I told myself it was all fine. This letter was a bit longer, though she still hadn’t answered any questions, and there were more pictures. She had included a picture of M, and P, my siblings. Thrilled doesn’t even come close to describing how I felt about getting those pictures. Just like with the first letter, the second one took a back seat to the pictures. The pictures captured my thoughts, my focus, and my heart. They were adorable. They were perfect.

M was wearing a drill team uniform, posed sitting on a picnic table, legs crossed, with her elbow propped on her knee. Her head was slightly at an angle resting on her fist. I was more aware of the need to be physically connected by physical characteristics, after getting the picture of E, and I immediately searched her face. It’s funny. At the time, I couldn’t really see any similarities, though E had mentioned that M and I looked alike. I just didn’t see it.

The picture of P was a picture of him in his football uniform, down on one knee, with the helmet at his foot. It was his picture that completely stopped me in my tracks, and took my breath away. I couldn’t believe it. It was so oh my God, like looking in the mirror, well, if I had been a boy. It was remarkable the instant recognizable similarities. Have I already said it stunned me? I felt an instant connection and a bond to P that I hadn’t felt with M, or E. I took the picture and placed it next to a picture of me at about his age. It was incredible. It was like looking at twins. The feeling was quite euphoric.

It was official, even if I couldn’t consciously put it into words. I was connected to them, bonded to them, and they me. I was a part of them, and they me, in a way I would never be a part of my adoptive family, and in a way my adoptive family could never be a part of me. It’s called biological connection, and it is something that you can tangibly feel a loss for, even when you don’t know it.

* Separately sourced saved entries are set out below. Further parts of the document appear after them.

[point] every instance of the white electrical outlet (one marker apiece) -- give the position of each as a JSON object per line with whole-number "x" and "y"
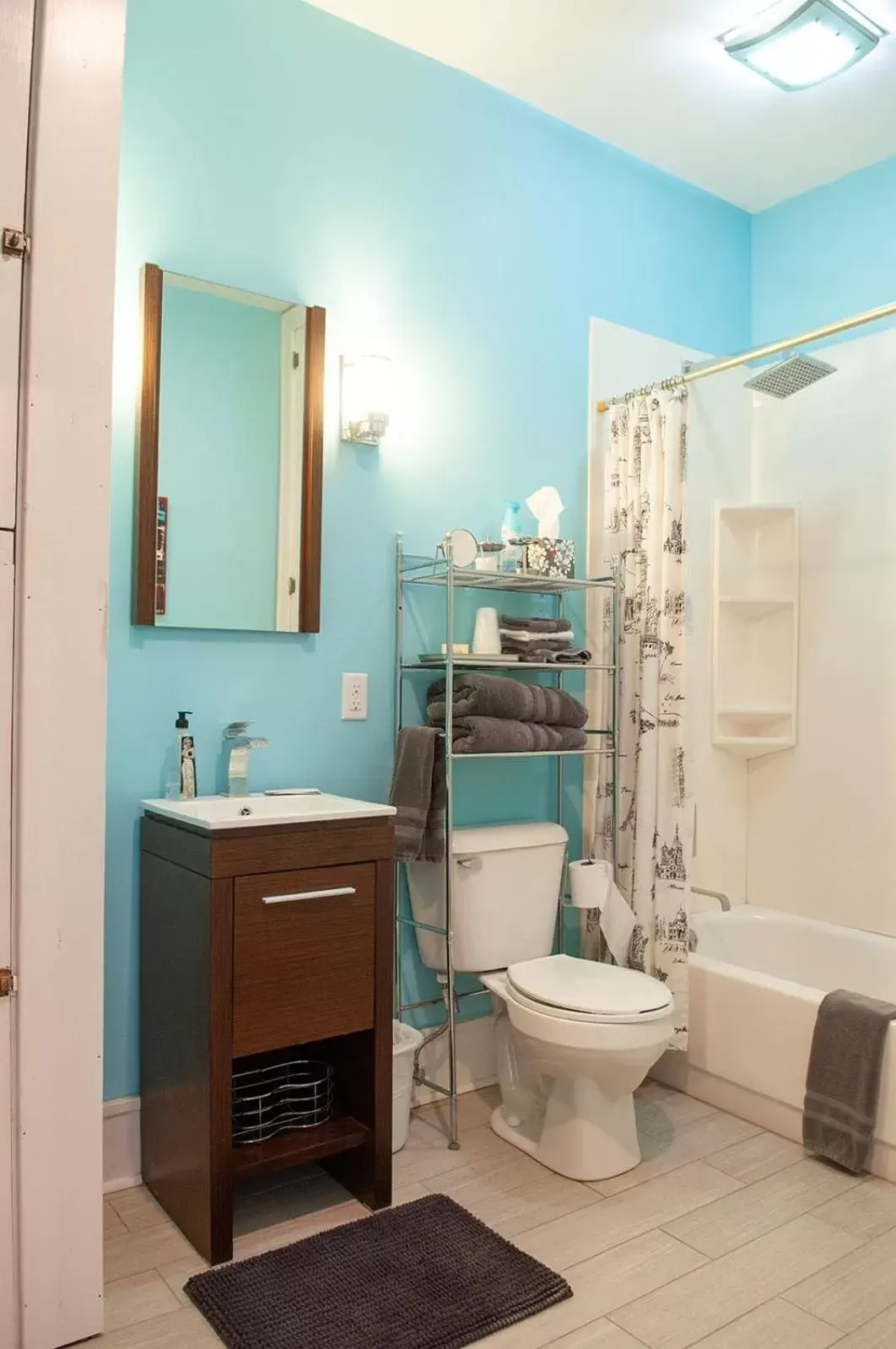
{"x": 354, "y": 698}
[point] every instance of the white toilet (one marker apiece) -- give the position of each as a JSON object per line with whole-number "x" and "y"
{"x": 572, "y": 1038}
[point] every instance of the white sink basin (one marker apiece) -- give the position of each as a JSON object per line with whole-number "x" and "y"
{"x": 239, "y": 812}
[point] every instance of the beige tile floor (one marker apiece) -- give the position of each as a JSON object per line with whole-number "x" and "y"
{"x": 725, "y": 1238}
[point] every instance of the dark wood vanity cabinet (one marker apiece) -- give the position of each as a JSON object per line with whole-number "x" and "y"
{"x": 256, "y": 942}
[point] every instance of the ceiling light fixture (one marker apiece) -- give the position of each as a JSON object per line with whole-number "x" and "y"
{"x": 801, "y": 45}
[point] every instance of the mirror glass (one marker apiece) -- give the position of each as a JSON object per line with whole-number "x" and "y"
{"x": 231, "y": 407}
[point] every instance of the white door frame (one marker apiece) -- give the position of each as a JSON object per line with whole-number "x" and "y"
{"x": 16, "y": 38}
{"x": 62, "y": 564}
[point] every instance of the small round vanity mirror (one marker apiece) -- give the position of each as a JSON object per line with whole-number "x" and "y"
{"x": 461, "y": 547}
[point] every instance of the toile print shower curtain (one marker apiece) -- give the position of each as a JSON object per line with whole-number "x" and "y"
{"x": 643, "y": 501}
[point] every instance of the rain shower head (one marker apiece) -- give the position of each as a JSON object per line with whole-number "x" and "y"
{"x": 787, "y": 376}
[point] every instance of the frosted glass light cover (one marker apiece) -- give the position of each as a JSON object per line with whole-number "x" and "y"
{"x": 798, "y": 45}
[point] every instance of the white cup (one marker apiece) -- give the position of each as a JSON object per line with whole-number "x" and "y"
{"x": 486, "y": 637}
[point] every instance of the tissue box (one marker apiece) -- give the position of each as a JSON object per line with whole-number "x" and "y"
{"x": 551, "y": 558}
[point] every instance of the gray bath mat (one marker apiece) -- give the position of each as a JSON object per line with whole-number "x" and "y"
{"x": 427, "y": 1275}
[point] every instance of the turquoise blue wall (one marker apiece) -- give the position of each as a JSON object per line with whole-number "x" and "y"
{"x": 468, "y": 236}
{"x": 219, "y": 459}
{"x": 825, "y": 256}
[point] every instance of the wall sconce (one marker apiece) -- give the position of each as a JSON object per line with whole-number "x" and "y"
{"x": 366, "y": 398}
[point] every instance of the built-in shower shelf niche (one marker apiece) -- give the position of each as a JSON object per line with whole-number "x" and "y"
{"x": 756, "y": 629}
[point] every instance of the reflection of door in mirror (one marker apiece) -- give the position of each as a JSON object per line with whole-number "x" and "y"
{"x": 236, "y": 451}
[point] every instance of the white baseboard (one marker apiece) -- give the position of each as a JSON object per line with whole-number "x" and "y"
{"x": 121, "y": 1144}
{"x": 475, "y": 1069}
{"x": 475, "y": 1060}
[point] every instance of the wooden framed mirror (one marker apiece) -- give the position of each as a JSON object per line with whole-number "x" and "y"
{"x": 229, "y": 459}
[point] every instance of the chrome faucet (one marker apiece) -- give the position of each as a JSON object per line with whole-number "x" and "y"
{"x": 238, "y": 763}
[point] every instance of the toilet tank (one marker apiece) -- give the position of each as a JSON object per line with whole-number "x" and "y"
{"x": 505, "y": 896}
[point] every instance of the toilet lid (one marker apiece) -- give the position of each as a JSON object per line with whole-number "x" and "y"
{"x": 576, "y": 985}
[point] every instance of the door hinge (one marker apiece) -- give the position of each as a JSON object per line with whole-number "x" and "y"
{"x": 16, "y": 243}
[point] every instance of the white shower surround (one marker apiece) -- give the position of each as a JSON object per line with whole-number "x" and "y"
{"x": 758, "y": 979}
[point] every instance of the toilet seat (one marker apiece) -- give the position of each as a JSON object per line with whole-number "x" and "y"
{"x": 572, "y": 989}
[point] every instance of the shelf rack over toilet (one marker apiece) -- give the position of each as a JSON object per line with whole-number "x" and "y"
{"x": 414, "y": 571}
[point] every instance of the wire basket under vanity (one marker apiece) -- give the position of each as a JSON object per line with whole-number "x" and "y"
{"x": 290, "y": 1094}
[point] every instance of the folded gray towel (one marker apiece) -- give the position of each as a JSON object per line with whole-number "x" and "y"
{"x": 569, "y": 656}
{"x": 490, "y": 695}
{"x": 529, "y": 650}
{"x": 844, "y": 1077}
{"x": 536, "y": 625}
{"x": 501, "y": 736}
{"x": 418, "y": 795}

Now, it would be E’s turn to wait for a response. This new revelation of biological connection, which I, at the time, couldn’t put into words, had completely overwhelmed me. My adoptive family still had no idea, as I hadn’t told any of them about the letters or pictures. I don’t really know why. I suppose, I just didn’t feel ready to go down that road. I suppose, if I’m going to be honest, I was afraid, very afraid, and for all sorts of reasons, that really have very little to do with my adoptive family. It was all becoming a bit much to deal with. Something was going to give. The dam, of my simple, adoptee curiosity, was about to break, and change my life forever.